A person stands near the Sarco suicide machine in Zurich, Switzerland, July 17, 2024. (Denis Balibouse/Reuters)

Police in northern Switzerland have arrested and detained multiple people in connection with the death of an unnamed 64-year-old American woman. But the suspects in this case have every reason to believe they are victims of an elaborate entrapment scheme. After all, the wrongful death in which they are implicated was aided and abetted by their own government.

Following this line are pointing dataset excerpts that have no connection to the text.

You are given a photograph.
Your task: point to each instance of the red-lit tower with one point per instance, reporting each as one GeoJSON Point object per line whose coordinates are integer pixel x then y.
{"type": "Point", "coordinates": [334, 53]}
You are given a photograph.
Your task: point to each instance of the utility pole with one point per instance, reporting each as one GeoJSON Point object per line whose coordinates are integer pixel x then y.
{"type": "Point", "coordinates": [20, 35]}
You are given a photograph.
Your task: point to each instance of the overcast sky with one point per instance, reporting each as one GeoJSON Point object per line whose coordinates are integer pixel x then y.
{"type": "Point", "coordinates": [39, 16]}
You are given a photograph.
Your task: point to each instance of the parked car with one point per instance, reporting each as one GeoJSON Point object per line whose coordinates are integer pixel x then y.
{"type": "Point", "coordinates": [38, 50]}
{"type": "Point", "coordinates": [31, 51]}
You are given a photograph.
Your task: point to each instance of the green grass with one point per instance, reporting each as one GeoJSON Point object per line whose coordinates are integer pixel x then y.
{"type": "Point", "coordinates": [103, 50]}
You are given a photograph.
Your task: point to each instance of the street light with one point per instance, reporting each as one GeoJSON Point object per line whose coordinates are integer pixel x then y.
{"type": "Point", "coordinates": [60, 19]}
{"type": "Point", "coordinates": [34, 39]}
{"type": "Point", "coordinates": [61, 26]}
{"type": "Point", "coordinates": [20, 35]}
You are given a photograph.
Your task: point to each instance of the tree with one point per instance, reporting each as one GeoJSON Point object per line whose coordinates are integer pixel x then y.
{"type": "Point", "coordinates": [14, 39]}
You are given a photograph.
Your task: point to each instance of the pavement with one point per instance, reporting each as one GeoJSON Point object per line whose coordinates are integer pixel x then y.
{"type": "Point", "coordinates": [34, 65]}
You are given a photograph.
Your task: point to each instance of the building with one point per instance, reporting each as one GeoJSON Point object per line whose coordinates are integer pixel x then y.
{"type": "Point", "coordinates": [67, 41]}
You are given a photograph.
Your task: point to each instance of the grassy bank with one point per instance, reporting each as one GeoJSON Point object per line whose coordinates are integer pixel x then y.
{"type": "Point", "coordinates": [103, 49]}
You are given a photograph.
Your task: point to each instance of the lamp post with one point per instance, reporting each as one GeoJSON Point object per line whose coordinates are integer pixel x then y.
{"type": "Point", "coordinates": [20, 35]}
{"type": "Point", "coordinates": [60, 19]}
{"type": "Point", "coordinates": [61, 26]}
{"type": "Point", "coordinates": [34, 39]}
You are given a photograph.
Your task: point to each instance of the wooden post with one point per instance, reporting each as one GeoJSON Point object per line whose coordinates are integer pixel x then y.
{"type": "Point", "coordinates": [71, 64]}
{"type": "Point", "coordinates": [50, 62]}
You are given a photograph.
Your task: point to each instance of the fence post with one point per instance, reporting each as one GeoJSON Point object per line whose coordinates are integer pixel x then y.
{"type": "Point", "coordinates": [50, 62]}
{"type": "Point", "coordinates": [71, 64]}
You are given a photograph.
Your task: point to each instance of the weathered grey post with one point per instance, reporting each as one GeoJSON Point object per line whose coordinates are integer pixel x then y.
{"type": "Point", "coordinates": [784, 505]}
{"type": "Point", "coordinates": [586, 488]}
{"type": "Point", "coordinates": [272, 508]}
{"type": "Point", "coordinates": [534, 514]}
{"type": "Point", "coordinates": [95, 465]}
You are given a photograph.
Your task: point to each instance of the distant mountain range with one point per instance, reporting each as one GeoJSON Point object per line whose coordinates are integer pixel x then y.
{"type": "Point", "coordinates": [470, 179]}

The woman who lost her life died as a result of the use of the “Sarco” suicide capsule. This grim contraption, which had never previously been used for its intended purpose, is designed to kill. Its users enter a futuristic, 3D-printed pod, closing the airtight doors behind them. They are asked to answer a few automated questions — do they know who and where they are, and are they mentally competent enough to understand what is about to happen to them next? And if those answers are satisfactory, the chamber fills with nitrogen gas, suffocating its victims.

In other words, this unholy appliance performed precisely as advertised. So, what’s the problem? Well, Swiss law makes suicide legal, even for foreigners and tourists, but only so long as the individual takes their own life absent any “external assistance” — particularly from those acting on a “self-serving motive.” In this case, some of the people in attendance wanted to make sure the device worked, including a photographer who allegedly took pictures of the capsule. So, the witness’s crime was to attempt to secure proof that this suicide machine actually worked.

If Swiss law was scrupulously observed, this woman should have died utterly alone — unaided by anyone, her final thoughts known only to her maker. If that’s best practice, maybe the problem isn’t with how this device is used but the fact that it exists at all.